What to do if your child has a 'bad' coach

By Janis Meredith | Posted 10/22/2018

Has your child ever felt like quitting was their only option because they had a coach that you or they struggled to agree with? Maybe it was his demeanor, the way they ran practice, playing time philosophy or their game plan?

One coach stands out amongst the many coaches my kids had over the years of playing sports. He was a high school coach and quite honestly, there was nothing I liked about him as a coach. I didn’t like the way he treated the players. I didn’t like his game plan strategy because he overworked a chosen few on the team and basically ignored the rest. He was a poor communicator to players and parents. He thought nothing of cussing at the players.

Since he was the school’s coach, our options were limited. I suppose we could have pulled our son out and sent him to another school. We could have pulled him out and let him focus only on travel ball.

But the three of us — Dad, son, and I — agreed to stick it out for a number of reasons.

First of all, sending him to another school was simply not practical. We lived 5 minutes from the school, his friends were all there and it was the school where my husband taught and coached.

Besides the impracticality of pulling him out, we thought long and hard about the implications. Here’s what we concluded: Quitting or “moving on” sends messages that you may want to think twice about sending.

What are those messages?

It’s always OK to quit or go somewhere else when things get hard

I understand there are exceptions to this rule and every situation is unique, but I wonder, are you allowing your child to quit or move on every time things get hard or uncomfortable?

I saw this happen over and over and over again with other athletes my kids played with. The problem is this type of behavior becomes a way of life for many kids and carries over into their adult life. They may have only gone from coach to coach or from team to team as a young athlete. But as an adult, they continue to go from job to job and from relationship to relationship.

Don’t let your kids fall into this habit. It will encourage a lack of commitment and impact who they become as adults.

My son’s decision to stick it out with this coach was probably one of the reasons he could stick it out later in life with an overbearing employer for longer than he would have liked. He eventually did move on, but it was not at the first sign of trouble.

Grass is greener somewhere else

Along the same lines as the first message is the idea that moving on to another team and coach is OK because it’s got to be better somewhere else.

The grass may indeed look greener from afar, but I promise you once you are on the field, you will see just as many weeds and brown spots as you saw on your own field.

Yes, there may be a better coach somewhere else, and in my son’s case, there was better coaches elsewhere. But a better coach does not necessarily mean the whole situation will be better. No team, school, travel league or coach is perfect. Period. There will always be something to dislike in every situation your child faces.

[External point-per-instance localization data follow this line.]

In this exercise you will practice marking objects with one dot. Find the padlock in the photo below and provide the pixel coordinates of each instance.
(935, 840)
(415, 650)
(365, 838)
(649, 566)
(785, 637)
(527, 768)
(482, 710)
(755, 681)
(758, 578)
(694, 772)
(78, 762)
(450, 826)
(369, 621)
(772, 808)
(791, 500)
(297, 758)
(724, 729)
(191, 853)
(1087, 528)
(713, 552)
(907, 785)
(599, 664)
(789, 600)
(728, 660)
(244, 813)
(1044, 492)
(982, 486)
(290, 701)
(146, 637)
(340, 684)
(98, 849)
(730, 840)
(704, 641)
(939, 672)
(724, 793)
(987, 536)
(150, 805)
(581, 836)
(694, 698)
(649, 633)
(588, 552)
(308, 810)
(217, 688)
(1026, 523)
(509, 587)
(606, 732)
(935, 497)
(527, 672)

The problem with always looking for greener pastures is that it causes your child to not give their full attention and effort to their present pasture. It pulls focus from “now” to the “hope of a better tomorrow.” If your child persists in this mentality of always looking for the next best thing, they will never reach their full potential.

One more lesson your child can learn

Help your child learn how to get along and work with difficult coaches. This is another lesson that will help them later on in life. The tendency to hightail it out of there when people are hard to deal with will poison all areas of your child’s adult life — work, family and friendships.

These lessons of not quitting and bailing out of hard situations are the valuable nuggets that your child needs to really soar later in life. Don’t give in to the temptation to let your child run and hide. This will never help them become the strong, independent adult you want them to be.